Dalam kesempatan ini, Pelaksana Harian (Plh) Ketua KPU, Ilham Saputra, mendorong seluruh pasangan calon dan para pemilih untuk mewujudkan Pilkada berintegritas. KPU, katanya, selalu menyampaikan kepada konstituen dalam setiap program pendidikan pemilih untuk menolak politik uang.
“Kami menegaskan tolak politik uang dalam setiap sesi pendidikan pemilih oleh KPU. Kami juga mendorong peserta Pilkada menandatangani pakta integritas. Di samping itu, KPU telah mengembangkan aplikasi Sistem Informasi Dana Kampanye (Sidakam), di mana salah satu tujuannya adalah mendorong keterbukaan peserta Pilkada terhadap aliran dana kampanye mereka,” kata Ilham.
Ketua Bawaslu, Abhan, mengemukakan kualitas dan integritas pemilihan di tingkat daerah merupakan salah satu indikator kesuksesan demokrasi. Penyelenggaraan Pilkada berintegritas merupakan syarat mutlak terwujudnya Pilkada berkualitas. Sementara politik uang merupakan pelecehan terhadap kecerdasan pemilih, yang merusak tatanan demokrasi dan meruntuhkan harkat dan martabat kemanusiaan.
“Dampak politik uang adalah mematikan kaderisasi politik, kepemimpinan tidak berkualitas, merusak proses demokrasi, pembodohan rakyat, biaya politik mahal yang memunculkan politik transaksional, dan korupsi dimana anggaran pembangunan dirampok untuk mengembalikan hutang ke para cukong,” kata Abhan.

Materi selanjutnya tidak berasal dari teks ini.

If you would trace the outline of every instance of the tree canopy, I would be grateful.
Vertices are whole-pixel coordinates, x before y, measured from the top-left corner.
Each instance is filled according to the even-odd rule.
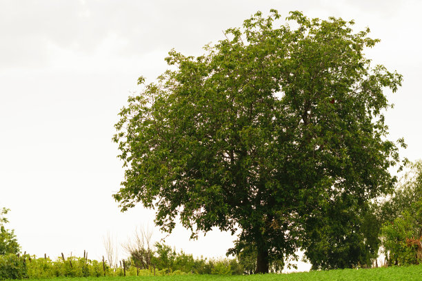
[[[237,231],[228,253],[256,249],[257,273],[308,247],[330,208],[390,191],[399,161],[383,91],[402,77],[363,53],[379,40],[353,21],[280,17],[259,12],[198,57],[170,51],[172,70],[129,98],[113,138],[122,211],[141,202],[163,231],[180,218],[192,238]]]

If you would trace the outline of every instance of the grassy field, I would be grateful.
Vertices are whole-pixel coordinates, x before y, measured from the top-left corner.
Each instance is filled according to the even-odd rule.
[[[288,274],[265,274],[256,275],[200,275],[128,276],[104,278],[54,278],[54,281],[422,281],[422,264],[403,267],[371,269],[343,269],[326,271],[311,271]]]

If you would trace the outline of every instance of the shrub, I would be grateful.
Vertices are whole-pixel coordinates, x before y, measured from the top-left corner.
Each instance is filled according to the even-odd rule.
[[[25,258],[14,254],[0,256],[0,280],[27,277]]]

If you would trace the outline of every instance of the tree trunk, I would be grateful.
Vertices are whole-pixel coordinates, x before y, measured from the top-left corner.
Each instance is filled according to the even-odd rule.
[[[258,249],[257,255],[257,271],[256,273],[268,273],[268,250]]]

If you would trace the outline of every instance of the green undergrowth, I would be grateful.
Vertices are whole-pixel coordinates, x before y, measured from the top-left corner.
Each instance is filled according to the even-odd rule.
[[[422,264],[409,267],[377,268],[370,269],[337,269],[287,274],[264,274],[254,275],[182,275],[167,276],[127,276],[100,278],[55,278],[40,279],[53,281],[422,281]]]

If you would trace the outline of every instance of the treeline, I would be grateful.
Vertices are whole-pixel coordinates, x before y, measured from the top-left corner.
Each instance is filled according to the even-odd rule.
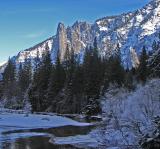
[[[74,49],[67,47],[63,62],[58,53],[56,62],[52,64],[46,48],[42,59],[37,53],[34,69],[31,60],[26,59],[18,66],[18,73],[14,61],[9,59],[1,85],[2,99],[6,107],[16,109],[23,108],[29,101],[32,111],[100,113],[100,96],[111,84],[133,90],[137,82],[144,84],[154,73],[145,47],[137,69],[124,69],[119,46],[117,51],[110,58],[100,56],[95,39],[93,47],[86,48],[83,60]],[[154,73],[154,76],[158,75]]]

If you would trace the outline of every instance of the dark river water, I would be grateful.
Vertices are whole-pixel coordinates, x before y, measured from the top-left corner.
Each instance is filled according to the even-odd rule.
[[[75,135],[85,135],[93,129],[93,126],[87,127],[76,127],[76,126],[65,126],[52,129],[36,129],[36,130],[25,130],[24,131],[10,131],[6,132],[3,135],[17,134],[18,133],[46,133],[51,134],[56,137],[67,137]],[[25,136],[25,135],[24,135]],[[47,135],[44,136],[31,136],[31,137],[22,137],[18,139],[9,139],[3,140],[1,142],[0,149],[78,149],[71,145],[55,145],[49,142],[50,137]],[[83,148],[85,149],[85,148]]]

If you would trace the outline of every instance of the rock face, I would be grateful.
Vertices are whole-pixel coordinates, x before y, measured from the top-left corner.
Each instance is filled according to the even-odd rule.
[[[104,17],[93,24],[77,21],[72,26],[65,27],[59,23],[55,36],[20,52],[14,58],[17,63],[26,57],[34,58],[37,51],[43,53],[48,45],[53,61],[58,51],[63,60],[67,46],[78,54],[87,46],[92,46],[96,37],[101,55],[114,54],[119,45],[124,66],[137,67],[142,47],[146,46],[151,51],[154,40],[159,40],[159,32],[160,1],[153,0],[134,12]]]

Menteri Dalam Negeri, Tito Karnavian mengatakan kesuksesan Pilkada merupakan orkestrasi dari sejumlah elemen, baik pemerintah pusat dan daerah, penyelenggara pemilu, pengawas pemilu, dan masyarakat. Pemerintah pusat, katanya, telah menganggarkan dana dari APBN, dan telah pula ditransfer ke daerah yang akan menyelenggarakan Pilkada.
“Berdasarkan data per Oktober 2020, realisasi APBN 2020 untuk penyelenggaraan Pilkada telah mencapai 98,04 persen. Anggaran APBN 2020 untuk Pilkada adalah sebesar Rp 15,19 triliun, dengan realisasi serapan sebanyak Rp 14,89 triliun. Jadi, anggaran yang belum ditransfer adalah Rp 297,87 miliar,” kata Tito.

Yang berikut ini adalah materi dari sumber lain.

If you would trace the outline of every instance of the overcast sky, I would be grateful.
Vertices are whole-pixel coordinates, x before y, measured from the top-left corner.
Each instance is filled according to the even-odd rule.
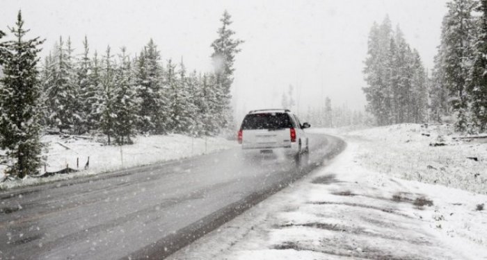
[[[211,71],[211,42],[227,10],[236,37],[245,40],[237,56],[234,84],[238,111],[280,107],[291,84],[305,110],[325,96],[334,105],[362,110],[362,69],[374,21],[386,14],[399,24],[425,67],[433,66],[445,0],[303,1],[10,1],[1,0],[0,29],[22,9],[31,36],[47,39],[43,55],[60,35],[78,52],[88,36],[92,50],[122,46],[140,51],[153,38],[166,60],[184,57],[186,67]]]

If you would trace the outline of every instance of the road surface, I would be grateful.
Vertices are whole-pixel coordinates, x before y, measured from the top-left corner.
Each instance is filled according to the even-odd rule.
[[[161,259],[340,153],[311,135],[310,163],[243,162],[235,148],[0,193],[0,259]]]

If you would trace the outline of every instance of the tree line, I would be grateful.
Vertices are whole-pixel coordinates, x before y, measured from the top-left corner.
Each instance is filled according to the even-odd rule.
[[[416,49],[388,17],[374,23],[363,73],[366,110],[379,125],[422,123],[428,119],[428,77]]]
[[[399,26],[392,31],[387,17],[372,26],[363,90],[376,124],[452,122],[459,132],[487,130],[487,0],[446,5],[430,75]]]
[[[362,111],[351,110],[344,104],[332,107],[329,97],[325,98],[324,106],[308,107],[303,114],[303,119],[312,122],[313,127],[341,128],[372,124],[370,117]]]
[[[77,52],[60,37],[40,65],[44,41],[26,39],[19,11],[13,40],[0,42],[0,163],[7,174],[38,172],[45,131],[102,133],[108,144],[121,145],[138,133],[201,136],[232,126],[230,87],[243,41],[234,37],[228,12],[221,21],[209,73],[188,71],[182,58],[163,62],[152,40],[132,57],[124,47],[92,52],[86,37]],[[0,40],[6,35],[0,31]]]
[[[487,130],[487,1],[447,3],[430,89],[431,119],[458,131]]]

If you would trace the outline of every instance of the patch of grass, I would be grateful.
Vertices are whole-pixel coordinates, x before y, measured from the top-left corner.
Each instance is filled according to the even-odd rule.
[[[335,174],[328,174],[324,176],[315,177],[311,182],[315,184],[329,184],[334,182],[338,182],[335,177]]]
[[[337,195],[339,196],[355,196],[357,195],[356,193],[352,193],[350,191],[332,192],[331,193],[333,195]]]
[[[433,200],[429,200],[425,197],[417,198],[413,204],[416,207],[431,207],[433,206]]]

Selain itu, Tito mengingatkan jangan sampai pesta demokrasi Pilkada menjadi pesta transaksional untuk kemenangan pasangan calon tertentu. Lebih dari itu, sebut Tito, jangan sampai ada kampanye hitam yang menyebarkan informasi bohong atau hoax. Bila ini terjadi, Tito tak akan segan-segan melaporkan ke Polisi untuk memidanakannya sebagai pidana kebohongan publik.